Every business owner knows that in order to make money, you have to spend it. Typically you’ll have to spend more than you plan. However, small business owners often forget to plan for certain expenses that end up hurting their cash flow down the line.
Here are five expenses that small business owners typically overlook when doing their financial planning.
Legal and Incorporation Costs
Depending on the size of your expected operation, it’s common for business owners to incorporate their company. This gives you tax benefits as well as personal protection in the event that your business goes south. If you plan on expanding your business beyond yourself it’s probably a good idea to incorporate. That said, it’s very important that you take note of the costs associated with incorporating your business as well as on going legal fees.
When finding legal representation you should try and use as many free consultations as you can. Lawyers will typically give 30-minute free consultations in hopes that you’ll put them on retainer. This is often not enough time to get all your questions answered. Try and speak to three or four different lawyers before you settle with one. That way, you’ll have already saved up to a thousand or more before choosing legal council.
Employee Benefits Expenses
If you’re planning on having employees, you’ll likely need to provide them with more than just basic salaries at some point. Benefits like health insurance, retirement plans, and paid time off are typically expected. This can almost double the expected costs of your staff.
Even if you don’t expect to provide benefits off the bat it’s always a good idea to factor it in to your financial forecasting. It can cost a significant amount so better to be safe than sorry.

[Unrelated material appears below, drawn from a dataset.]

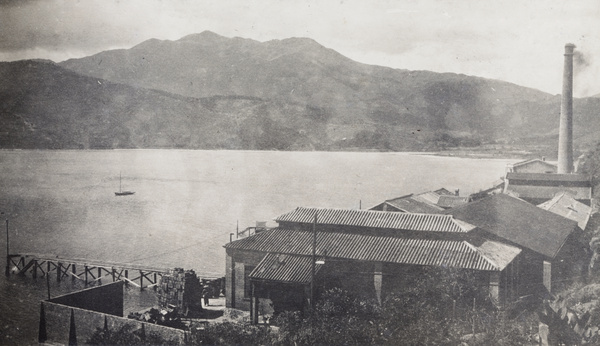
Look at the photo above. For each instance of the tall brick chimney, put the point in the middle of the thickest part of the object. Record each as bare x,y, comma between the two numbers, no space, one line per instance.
565,132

It’s always a good idea to be optimistic in business because times will get tough. It’s an ever better idea to cover your ass(ets) when disaster strikes. Take a look at the six common types of small business insurance so you get a sense of which you may need to protect your company. Business owners often don’t factor these in since they’re confident in their ability to handle issues when they arise. Don’t be naive. If you don’t think it’s necessary to purchase an insurance package up front, at least plan to once you start to scale.
If you plan on accepting payments, either in-store or online you’ll be subject to processing and other related fees. Depending on which provider you go with, these fees can really add up. Try and look for an online payments solution that has flat per transaction fees. A flat transaction fee is typically a percentage taken directly out of each transaction. Some payment processors can charge various fees on top of that which can severely hurt your bottom line. By going with a flat fee, you can accurately predict what your processing costs will be based on your expected transaction volumes.
Before you know it you’ll need to start acquiring various software tools to support your business. Whether it’s an online invoicing platform or a CRM solution, you’ll want to factor these in to your expenses. Try and find solutions that offer tiered pricing so you the costs can scale with your business. Additionally, it’s always a good idea to avoid platforms that require annual contracts unless the product has measurable (as in it will pay for itself and more) value.
Financial forecasting is very difficult especially when you’re just starting out. Since every business will pivot and the unexpected will always happen, you probably won’t be able to plan for everything. That said, you should try your best to take note of every possible expense. When doing your financial planning and accounting, make sure you don’t leave out these five expenses.